同社は今後も日本語に堪能なベトナム人を安定的に採用するために、ベトナム国内の6大学と提携し、日本語学科の卒業生を受け入れる態勢を整えているという。また、大学で日本語を学んだ文系学生の就職先は、現状、ホテルやレストランなどに限られるため、日本語のスキルをそのまま生かせるBPOの職場は、学生にとっても魅力的なのだそうだ。
優秀な日本語人材を定着させる職場作りが肝
高橋氏は、今後、日系の顧客企業からの委託案件が増加することを見据えて、ベトナム拠点の拡大を図ろうとしている。現在の80人態勢から、近い将来には今の2~3倍の規模にしたいそうだ。

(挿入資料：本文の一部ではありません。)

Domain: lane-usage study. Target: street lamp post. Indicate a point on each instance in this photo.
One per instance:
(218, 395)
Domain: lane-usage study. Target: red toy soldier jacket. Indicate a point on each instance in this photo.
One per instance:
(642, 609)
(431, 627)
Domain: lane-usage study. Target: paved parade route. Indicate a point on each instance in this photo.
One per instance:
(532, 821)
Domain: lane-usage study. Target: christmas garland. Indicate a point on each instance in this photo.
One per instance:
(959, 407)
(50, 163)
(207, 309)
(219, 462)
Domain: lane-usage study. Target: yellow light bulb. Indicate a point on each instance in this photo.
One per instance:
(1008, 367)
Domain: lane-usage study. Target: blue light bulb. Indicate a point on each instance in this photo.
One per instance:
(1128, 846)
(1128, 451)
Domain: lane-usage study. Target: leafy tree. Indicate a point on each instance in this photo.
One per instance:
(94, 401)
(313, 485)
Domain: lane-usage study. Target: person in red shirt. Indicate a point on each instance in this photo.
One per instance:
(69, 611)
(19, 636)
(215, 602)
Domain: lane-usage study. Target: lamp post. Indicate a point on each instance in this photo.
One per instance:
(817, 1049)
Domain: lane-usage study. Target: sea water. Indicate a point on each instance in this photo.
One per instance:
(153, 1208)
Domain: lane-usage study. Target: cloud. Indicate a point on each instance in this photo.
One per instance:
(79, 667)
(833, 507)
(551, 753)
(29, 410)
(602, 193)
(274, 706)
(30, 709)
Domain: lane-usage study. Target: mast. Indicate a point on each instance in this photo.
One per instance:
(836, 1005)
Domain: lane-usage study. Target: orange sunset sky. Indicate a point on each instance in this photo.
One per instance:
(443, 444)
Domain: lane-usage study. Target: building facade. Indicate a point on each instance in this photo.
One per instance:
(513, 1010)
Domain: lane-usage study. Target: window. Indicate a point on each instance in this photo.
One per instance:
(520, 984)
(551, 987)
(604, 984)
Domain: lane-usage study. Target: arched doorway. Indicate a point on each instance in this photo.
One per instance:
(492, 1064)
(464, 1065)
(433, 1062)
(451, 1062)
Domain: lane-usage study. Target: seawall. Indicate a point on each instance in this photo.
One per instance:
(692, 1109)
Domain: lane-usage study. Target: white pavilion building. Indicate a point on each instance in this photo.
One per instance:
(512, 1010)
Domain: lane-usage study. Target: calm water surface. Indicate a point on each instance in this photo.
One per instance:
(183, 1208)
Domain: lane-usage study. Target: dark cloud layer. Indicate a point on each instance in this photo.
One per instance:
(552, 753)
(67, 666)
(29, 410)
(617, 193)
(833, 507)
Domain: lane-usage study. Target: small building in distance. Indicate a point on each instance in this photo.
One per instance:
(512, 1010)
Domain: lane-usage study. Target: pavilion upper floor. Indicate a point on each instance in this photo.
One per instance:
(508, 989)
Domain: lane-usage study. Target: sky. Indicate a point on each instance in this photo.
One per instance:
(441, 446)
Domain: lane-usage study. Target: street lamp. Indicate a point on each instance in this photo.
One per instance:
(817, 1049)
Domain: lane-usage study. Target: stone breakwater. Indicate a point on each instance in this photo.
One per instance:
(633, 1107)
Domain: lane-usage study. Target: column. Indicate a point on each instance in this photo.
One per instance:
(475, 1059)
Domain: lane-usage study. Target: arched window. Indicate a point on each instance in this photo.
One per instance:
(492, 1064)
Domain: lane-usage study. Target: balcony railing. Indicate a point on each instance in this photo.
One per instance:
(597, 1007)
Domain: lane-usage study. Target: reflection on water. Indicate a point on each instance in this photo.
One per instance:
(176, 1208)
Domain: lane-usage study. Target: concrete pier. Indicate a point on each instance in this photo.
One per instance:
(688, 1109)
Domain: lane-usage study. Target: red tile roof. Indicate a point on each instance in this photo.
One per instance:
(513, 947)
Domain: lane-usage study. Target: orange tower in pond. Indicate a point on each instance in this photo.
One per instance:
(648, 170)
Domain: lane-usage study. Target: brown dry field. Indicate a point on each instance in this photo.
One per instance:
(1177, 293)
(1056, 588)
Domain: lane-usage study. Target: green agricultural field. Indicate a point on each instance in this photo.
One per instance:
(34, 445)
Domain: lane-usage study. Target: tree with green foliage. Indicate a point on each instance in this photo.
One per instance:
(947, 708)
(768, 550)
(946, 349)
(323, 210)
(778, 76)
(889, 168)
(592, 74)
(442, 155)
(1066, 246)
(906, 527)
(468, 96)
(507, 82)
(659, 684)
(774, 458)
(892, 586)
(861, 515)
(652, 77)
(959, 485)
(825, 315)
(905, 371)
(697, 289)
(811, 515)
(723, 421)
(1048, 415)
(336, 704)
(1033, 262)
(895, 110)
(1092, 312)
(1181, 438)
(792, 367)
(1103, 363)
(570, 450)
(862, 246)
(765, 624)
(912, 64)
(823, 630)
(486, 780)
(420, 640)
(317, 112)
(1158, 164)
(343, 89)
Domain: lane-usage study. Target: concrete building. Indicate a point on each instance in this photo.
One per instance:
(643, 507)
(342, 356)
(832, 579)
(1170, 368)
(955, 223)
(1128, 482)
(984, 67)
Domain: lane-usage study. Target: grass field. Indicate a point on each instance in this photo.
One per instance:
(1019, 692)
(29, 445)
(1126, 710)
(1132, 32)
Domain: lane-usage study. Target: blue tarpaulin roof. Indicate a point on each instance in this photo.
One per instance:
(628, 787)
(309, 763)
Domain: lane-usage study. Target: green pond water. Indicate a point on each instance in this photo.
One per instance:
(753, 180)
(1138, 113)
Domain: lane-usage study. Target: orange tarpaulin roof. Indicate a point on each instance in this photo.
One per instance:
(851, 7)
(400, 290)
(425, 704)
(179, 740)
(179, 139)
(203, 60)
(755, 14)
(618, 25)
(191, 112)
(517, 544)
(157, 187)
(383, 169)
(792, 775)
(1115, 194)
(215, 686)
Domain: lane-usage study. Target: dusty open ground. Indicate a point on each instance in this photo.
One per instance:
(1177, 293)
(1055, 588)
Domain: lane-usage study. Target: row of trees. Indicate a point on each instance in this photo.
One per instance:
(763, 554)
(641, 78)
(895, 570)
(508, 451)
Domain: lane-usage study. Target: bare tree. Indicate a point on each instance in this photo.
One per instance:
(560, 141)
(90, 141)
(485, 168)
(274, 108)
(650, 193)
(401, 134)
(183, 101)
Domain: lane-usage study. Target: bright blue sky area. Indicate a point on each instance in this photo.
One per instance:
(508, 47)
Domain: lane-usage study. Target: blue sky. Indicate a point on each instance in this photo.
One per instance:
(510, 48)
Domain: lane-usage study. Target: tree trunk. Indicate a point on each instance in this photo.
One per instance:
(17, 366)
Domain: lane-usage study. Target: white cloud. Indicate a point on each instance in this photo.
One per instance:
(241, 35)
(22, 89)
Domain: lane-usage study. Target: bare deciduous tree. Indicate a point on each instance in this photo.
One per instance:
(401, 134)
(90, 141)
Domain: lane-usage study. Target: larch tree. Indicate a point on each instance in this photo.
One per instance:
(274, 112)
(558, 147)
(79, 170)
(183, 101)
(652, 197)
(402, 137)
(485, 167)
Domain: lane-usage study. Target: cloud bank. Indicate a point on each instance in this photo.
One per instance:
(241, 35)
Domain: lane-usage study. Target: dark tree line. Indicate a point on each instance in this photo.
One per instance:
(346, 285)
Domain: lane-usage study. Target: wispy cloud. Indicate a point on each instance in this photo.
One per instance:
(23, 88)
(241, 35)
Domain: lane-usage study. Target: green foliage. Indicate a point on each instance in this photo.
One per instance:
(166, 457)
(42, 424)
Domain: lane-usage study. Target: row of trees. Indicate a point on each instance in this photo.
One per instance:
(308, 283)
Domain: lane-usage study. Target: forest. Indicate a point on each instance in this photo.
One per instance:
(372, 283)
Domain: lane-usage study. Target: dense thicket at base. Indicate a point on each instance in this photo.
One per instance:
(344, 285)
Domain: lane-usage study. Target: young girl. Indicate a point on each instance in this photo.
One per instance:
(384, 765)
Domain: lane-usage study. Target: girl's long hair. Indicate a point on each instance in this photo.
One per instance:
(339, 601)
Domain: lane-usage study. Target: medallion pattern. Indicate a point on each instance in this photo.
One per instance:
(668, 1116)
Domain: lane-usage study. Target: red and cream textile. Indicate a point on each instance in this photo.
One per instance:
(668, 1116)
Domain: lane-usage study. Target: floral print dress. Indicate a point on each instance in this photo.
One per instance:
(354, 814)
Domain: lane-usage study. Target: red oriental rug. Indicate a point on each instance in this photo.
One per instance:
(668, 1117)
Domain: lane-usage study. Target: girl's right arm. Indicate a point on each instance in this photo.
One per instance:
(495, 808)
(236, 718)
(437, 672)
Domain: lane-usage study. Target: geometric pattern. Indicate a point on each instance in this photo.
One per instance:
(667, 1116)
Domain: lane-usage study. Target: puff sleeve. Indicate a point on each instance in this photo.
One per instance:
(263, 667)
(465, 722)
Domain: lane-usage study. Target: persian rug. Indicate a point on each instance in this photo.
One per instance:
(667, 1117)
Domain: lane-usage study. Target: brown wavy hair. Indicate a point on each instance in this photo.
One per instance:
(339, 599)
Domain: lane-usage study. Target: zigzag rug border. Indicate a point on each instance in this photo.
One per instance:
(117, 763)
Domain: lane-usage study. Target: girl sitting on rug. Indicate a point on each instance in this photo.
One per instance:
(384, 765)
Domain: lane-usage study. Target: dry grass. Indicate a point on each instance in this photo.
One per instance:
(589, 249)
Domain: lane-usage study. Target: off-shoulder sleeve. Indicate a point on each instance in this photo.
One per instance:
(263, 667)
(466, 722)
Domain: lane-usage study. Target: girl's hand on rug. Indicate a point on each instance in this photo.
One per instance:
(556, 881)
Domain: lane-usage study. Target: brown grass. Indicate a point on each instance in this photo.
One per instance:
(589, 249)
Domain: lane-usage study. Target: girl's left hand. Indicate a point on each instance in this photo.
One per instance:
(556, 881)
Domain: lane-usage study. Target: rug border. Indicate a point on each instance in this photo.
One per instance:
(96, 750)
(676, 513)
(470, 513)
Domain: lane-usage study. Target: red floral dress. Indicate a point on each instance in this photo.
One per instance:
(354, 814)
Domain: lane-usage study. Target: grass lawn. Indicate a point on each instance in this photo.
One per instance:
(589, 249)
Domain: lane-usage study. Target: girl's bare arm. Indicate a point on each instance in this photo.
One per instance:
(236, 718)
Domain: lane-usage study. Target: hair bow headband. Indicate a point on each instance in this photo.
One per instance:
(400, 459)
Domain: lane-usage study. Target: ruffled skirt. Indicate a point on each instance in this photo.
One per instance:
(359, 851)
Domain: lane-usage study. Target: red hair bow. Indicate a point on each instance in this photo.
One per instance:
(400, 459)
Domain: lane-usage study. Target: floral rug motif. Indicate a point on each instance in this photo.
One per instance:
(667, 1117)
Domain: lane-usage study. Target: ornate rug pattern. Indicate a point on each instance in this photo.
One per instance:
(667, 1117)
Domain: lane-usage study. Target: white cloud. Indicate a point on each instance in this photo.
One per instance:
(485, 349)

規模拡大を実現させるための肝となるのが、優秀な従業員の定着。いわゆるリテンションだ。アジアでは一般的に短い期間で転職を繰り返すジョブホッピングが盛んで、従業員を定着させることが日本よりも難しいと言われている。そのために同社ではいくつかの取り組みを行っている。
たとえば、同社には女性の従業員が多いのだが、ベトナムで年に2回ある「女性の日」(3月8日の国際婦人デーと10月20日の同国初の婦人組合が設立された日)には、会社から女性従業員に花束がプレゼントされる。また、日本人女性従業員による日本風メイク教室なども開かれるという。
こうしたユニークな施策だけでなく、制度面でも従業員を支援している。たとえば、男女間で給与差が生まれないようチームのリーダーに積極的に女性を抜擢する。また、取得している日本語検定の級数に応じて給与水準を変え、従業員の日本語学習へのモチベーションを高めているという。
日本語のスキルレベルと安価な人件費。そのバランスが日系企業のBPOにおいては重要である。そのことを踏まえると、ベトナムはアジアの周辺国と比較して有望ではないだろうか。サウザンドクレインのオフィスには、多くの日系企業の担当者が現地視察に訪れているという。